Why doesn't this work imply that there are countably many subsets of the naturals?
Solution 1:
Your proof shows that the finite subsets of the naturals are countable. However, consider an infinite subset, say $A = \{2,4,8, ... \}$... what is $f(A)$? It is undefined, since it is a number with an infinite number of prime factors... thus, you have not defined a function $f: P(\mathbb{N}) \rightarrow \mathbb{N}$ but a function from $F(\mathbb{N}) \rightarrow \mathbb{N}$.
Solution 2:
Artem Kaznatcheev has pointed out that your function is not defined for infinite subsets of $\mathbb N$; i.e., you have the wrong domain. From another perspective, your function is defined for every subset of $\mathbb N$, but you have the wrong codomain. As indicated in Bill Dubuque's comment, there is a formalization of numbers potentially having infinitely many prime factors, called the supernatural numbers. Your $f$ can be thought of as setting up a bijection between the power set of $\mathbb N$ and the set of supernatural numbers having at most one copy of each prime in their factorizations. (To get all supernatural numbers, you would have to consider multisets of natural numbers, allowing $\infty$ as a possible multiplicity.)

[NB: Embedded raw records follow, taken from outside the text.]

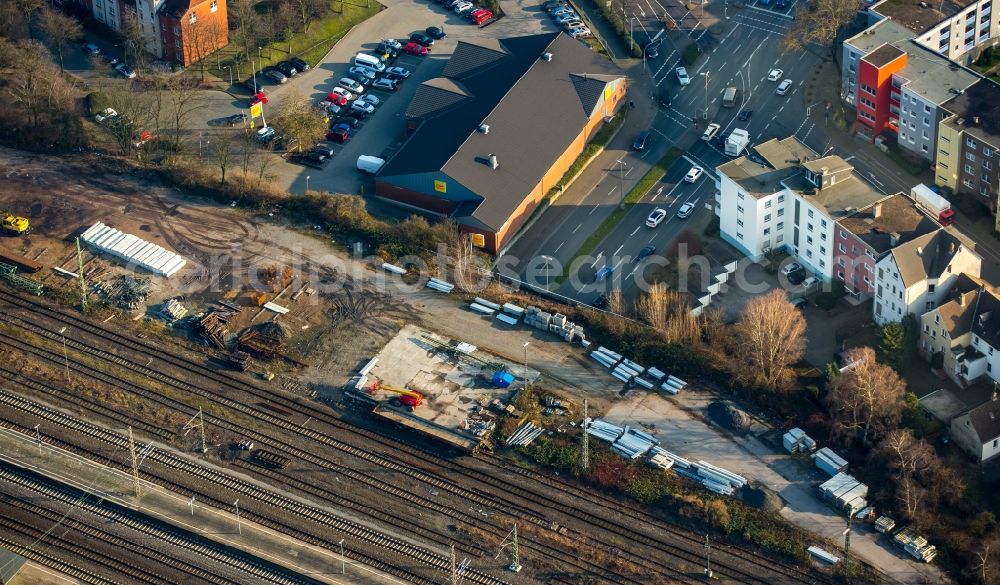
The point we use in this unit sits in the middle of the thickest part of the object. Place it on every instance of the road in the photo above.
(751, 35)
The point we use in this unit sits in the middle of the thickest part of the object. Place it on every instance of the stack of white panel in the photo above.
(133, 250)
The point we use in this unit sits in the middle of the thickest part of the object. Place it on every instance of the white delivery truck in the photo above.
(370, 164)
(737, 140)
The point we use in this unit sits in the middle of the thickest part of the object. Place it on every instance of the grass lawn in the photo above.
(634, 196)
(310, 46)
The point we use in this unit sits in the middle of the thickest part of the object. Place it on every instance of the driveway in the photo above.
(680, 423)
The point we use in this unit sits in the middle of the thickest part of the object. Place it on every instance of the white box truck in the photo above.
(937, 206)
(737, 140)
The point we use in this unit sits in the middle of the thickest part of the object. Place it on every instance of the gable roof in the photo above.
(985, 419)
(927, 256)
(534, 108)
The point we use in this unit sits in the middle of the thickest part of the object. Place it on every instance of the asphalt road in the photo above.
(752, 37)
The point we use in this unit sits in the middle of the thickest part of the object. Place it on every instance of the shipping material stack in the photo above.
(829, 461)
(797, 441)
(845, 492)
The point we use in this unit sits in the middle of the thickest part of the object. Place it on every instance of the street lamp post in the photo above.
(621, 180)
(526, 344)
(707, 74)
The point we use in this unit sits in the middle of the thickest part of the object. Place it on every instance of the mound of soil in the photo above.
(729, 416)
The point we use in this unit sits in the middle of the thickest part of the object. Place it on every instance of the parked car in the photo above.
(276, 76)
(340, 92)
(640, 141)
(694, 174)
(363, 107)
(656, 217)
(351, 85)
(397, 73)
(480, 16)
(384, 84)
(237, 119)
(682, 76)
(416, 49)
(125, 71)
(287, 68)
(105, 115)
(790, 268)
(420, 39)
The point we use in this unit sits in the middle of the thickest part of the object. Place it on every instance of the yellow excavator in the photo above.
(14, 224)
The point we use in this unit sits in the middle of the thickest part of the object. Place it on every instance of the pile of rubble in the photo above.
(125, 291)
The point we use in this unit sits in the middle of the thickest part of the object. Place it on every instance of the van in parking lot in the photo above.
(370, 61)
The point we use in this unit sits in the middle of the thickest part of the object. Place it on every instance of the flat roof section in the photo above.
(456, 383)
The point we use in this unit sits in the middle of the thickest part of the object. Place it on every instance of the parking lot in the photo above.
(384, 131)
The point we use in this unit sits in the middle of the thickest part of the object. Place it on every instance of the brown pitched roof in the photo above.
(895, 214)
(985, 419)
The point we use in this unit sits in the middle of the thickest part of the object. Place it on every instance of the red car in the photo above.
(481, 16)
(416, 49)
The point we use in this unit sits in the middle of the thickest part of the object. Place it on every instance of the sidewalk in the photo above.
(171, 507)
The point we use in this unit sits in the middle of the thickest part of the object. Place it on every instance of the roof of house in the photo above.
(927, 256)
(918, 15)
(985, 419)
(884, 55)
(933, 76)
(883, 31)
(956, 314)
(876, 224)
(977, 111)
(506, 85)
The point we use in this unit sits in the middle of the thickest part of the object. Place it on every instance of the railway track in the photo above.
(245, 489)
(690, 553)
(252, 566)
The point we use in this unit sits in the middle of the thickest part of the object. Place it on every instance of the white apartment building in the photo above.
(916, 277)
(792, 201)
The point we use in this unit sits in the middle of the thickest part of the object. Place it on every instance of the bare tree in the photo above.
(59, 30)
(769, 336)
(297, 117)
(819, 23)
(866, 399)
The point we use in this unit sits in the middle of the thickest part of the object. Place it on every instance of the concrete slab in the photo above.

In addition to the group theoretic applications of supernatural numbers mentioned in the Wikipedia article, they are important in the theory of UHF C*-algebras, direct limits of full matrix algebras over $\mathbb C$. The associated supernatural number is the "limit" of the sizes of the matrix algebras, and corresponds uniquely to the algebra up to isomorphism.